The other trip that I would suggest for those looking for a less stressful tour and quieter pace of life, would be to head to Kerala. You step into a time warp drifting along the backwaters on a houseboat, nothing to disturb the peace and tranquility except for delicate birdsong and the regular slurp of the ‘driver’s’ pole, gently pushing you along. I flew into Kochi/Cochin, a delightfully sleepy little town with amazingly fresh seafood, beautiful photo opportunities of sunset over the nets, and alcohol served on the street, cleverly disguised in teapots! It is easy to do an overnight trip from here up to the tea plantations of Munnar, staying on the mountainside and waking up to a nice fresh brew! We took the houseboat from Alleppey and after several days of floating along the palm-fringe network of rivers, we took the train further down the coast (hanging out of the door most of the way, and causing excitement amongst the school girls!) This particular trip finished in Varkala, an amazing little resort situated on a clifftop, with beaches on each side and a stream of huts selling Tibetan silver and momos (see the post on my trip to Tibet) and offering a fantastic selection of Ayurvedic massage and yoga, and we finally flew out from Trivandrum. I would be very tempted to head back here, even just for a long weekend, but I would also like to see Goa, so I may do this first as it can be done so easily from Dubai.

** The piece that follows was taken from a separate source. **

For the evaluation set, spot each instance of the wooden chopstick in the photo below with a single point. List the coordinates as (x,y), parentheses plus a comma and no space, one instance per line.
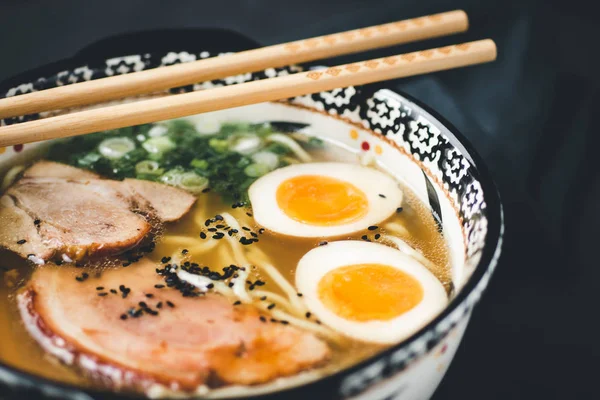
(158,79)
(182,105)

So that’s it, my (brief – oops!) list of recommendations, there are so many more I would like to include, for example I had some amazing experiences in Lebanon and Syria, and I know friends who had a fantastic trip to Yemen, but unfortunately given the political climate and conflict in each place, the other destinations I have detailed above would make for a more relaxed and less fraught trip (for those travelling and the ones at home!) In addition, I would love to include so many more amazing staycations here in the UAE on this list (some of my favourite local hotel breaks here) but for today I wanted to focus on getting out of the UAE.
For me, I fancy trying somewhere new this month. I had been looking at East Africa for safaris in either Kenya, Tanzania, Uganda, Rwanda or Ethiopia, but this is proving to be more expensive than a new business owner should probably be contemplating right now! The other options are to head to Morocco or Cyprus (still not too far to fly for a week) or an exotic island retreat for a spot of sun worshipping and diving in somewhere like the Maldives, Mauritius, the Seychelles, Zanzibar or Madagascar – any thoughts or recommendations for me, please let me know!